Crankenstein was alone in a dimly lit waiting room when I emerged — the building’s halls were still mostly empty as employees straggled in — and inspected my face for emotional clues since she knew I’d say “fine” if asked how it went. She’d only blocked her first two appointments of the day and needed to get ready for work, and I had to prepare for LSVT. We walked to the elevator and I almost repeated “I’m fine!” as she again stared at me intently, until I remembered ‘Niles,’ who is loath to touch elevator buttons, was with us. Her second stare was trying to will me to press it.
“And to think you wanted to be here because of my neuroses,” I almost joked, before deciding not to tease someone who’d gotten up so early out of concern for me. Instead, I chivalrously waited to make fun of her here, knowing she’ll be caught up on her sleep by the time she reads this on Saturday morning.

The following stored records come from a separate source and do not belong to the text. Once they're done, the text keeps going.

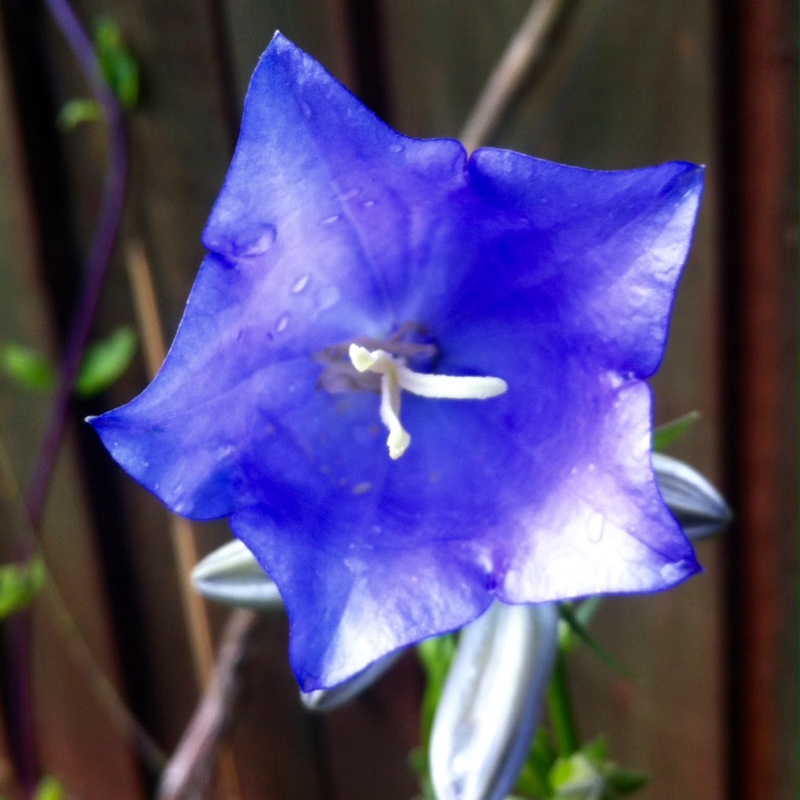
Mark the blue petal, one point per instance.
(331, 226)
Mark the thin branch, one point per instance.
(188, 773)
(523, 51)
(97, 263)
(103, 689)
(97, 267)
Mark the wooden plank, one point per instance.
(625, 84)
(758, 137)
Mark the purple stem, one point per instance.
(89, 299)
(98, 262)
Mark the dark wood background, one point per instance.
(625, 83)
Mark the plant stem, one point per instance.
(559, 706)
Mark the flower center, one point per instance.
(396, 376)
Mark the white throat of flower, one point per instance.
(395, 376)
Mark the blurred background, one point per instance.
(620, 84)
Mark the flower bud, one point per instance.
(231, 575)
(696, 504)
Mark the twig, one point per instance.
(524, 49)
(189, 770)
(98, 261)
(21, 716)
(98, 682)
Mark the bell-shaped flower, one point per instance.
(494, 316)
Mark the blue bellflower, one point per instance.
(495, 316)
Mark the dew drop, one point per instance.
(595, 527)
(247, 247)
(300, 284)
(327, 297)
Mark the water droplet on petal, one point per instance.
(253, 242)
(300, 284)
(327, 297)
(595, 527)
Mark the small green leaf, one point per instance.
(436, 655)
(19, 585)
(49, 788)
(575, 625)
(118, 65)
(626, 781)
(533, 781)
(665, 435)
(74, 112)
(596, 750)
(27, 367)
(105, 361)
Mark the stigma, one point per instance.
(396, 377)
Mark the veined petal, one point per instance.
(332, 230)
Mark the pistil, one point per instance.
(396, 376)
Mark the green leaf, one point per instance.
(626, 781)
(76, 111)
(533, 781)
(49, 788)
(27, 367)
(119, 66)
(575, 625)
(436, 655)
(105, 361)
(19, 585)
(665, 435)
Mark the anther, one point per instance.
(396, 376)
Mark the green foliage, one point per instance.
(589, 775)
(578, 628)
(49, 788)
(27, 367)
(105, 361)
(119, 66)
(19, 585)
(120, 69)
(665, 435)
(436, 655)
(79, 110)
(534, 780)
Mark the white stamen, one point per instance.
(395, 375)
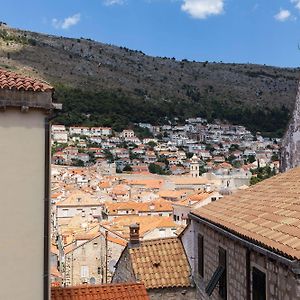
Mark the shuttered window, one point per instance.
(223, 278)
(258, 284)
(200, 255)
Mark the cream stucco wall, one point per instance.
(22, 138)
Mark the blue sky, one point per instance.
(241, 31)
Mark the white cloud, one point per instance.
(297, 3)
(201, 9)
(113, 2)
(67, 22)
(283, 15)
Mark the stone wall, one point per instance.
(280, 281)
(92, 255)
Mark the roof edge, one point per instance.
(294, 264)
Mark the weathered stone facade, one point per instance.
(91, 255)
(281, 282)
(290, 152)
(124, 271)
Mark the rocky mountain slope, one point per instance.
(96, 81)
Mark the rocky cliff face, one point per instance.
(290, 152)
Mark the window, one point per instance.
(84, 272)
(219, 276)
(258, 284)
(223, 279)
(200, 255)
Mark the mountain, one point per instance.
(109, 85)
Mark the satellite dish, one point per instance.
(92, 280)
(112, 266)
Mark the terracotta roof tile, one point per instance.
(267, 213)
(161, 263)
(120, 291)
(11, 80)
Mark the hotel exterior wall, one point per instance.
(281, 283)
(22, 179)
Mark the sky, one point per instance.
(239, 31)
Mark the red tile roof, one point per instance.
(267, 213)
(161, 263)
(120, 291)
(10, 80)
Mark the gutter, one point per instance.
(294, 265)
(46, 277)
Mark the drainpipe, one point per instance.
(46, 279)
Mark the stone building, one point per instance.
(91, 258)
(25, 106)
(194, 167)
(160, 264)
(247, 245)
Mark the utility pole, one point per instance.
(106, 234)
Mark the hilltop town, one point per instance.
(154, 176)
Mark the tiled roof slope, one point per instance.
(10, 80)
(267, 213)
(120, 291)
(161, 263)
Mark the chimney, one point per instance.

* Grieving is complicated. I’ll probably write more about this one day, but I cried more for Papa than what my ex saw, preferring to do so privately, in the shower — the one place where she (usually) wasn’t with me — because my grief wasn’t shared or understood. She harbored genuine anger toward him for how he’d once treated my grandma, and for some of the difficulties he had in accepting my sexuality, but he was so much more to me than his weaknesses and mistakes. That’s how I view everyone I’ve loved unreservedly, including Ex herself. But in the case of my grandparents’ deaths and the deaths of those pets, I felt it would’ve been selfish to focus on what I lost instead of what they gained. None of them had any shot at recovery and all deserved freedom from their suffering.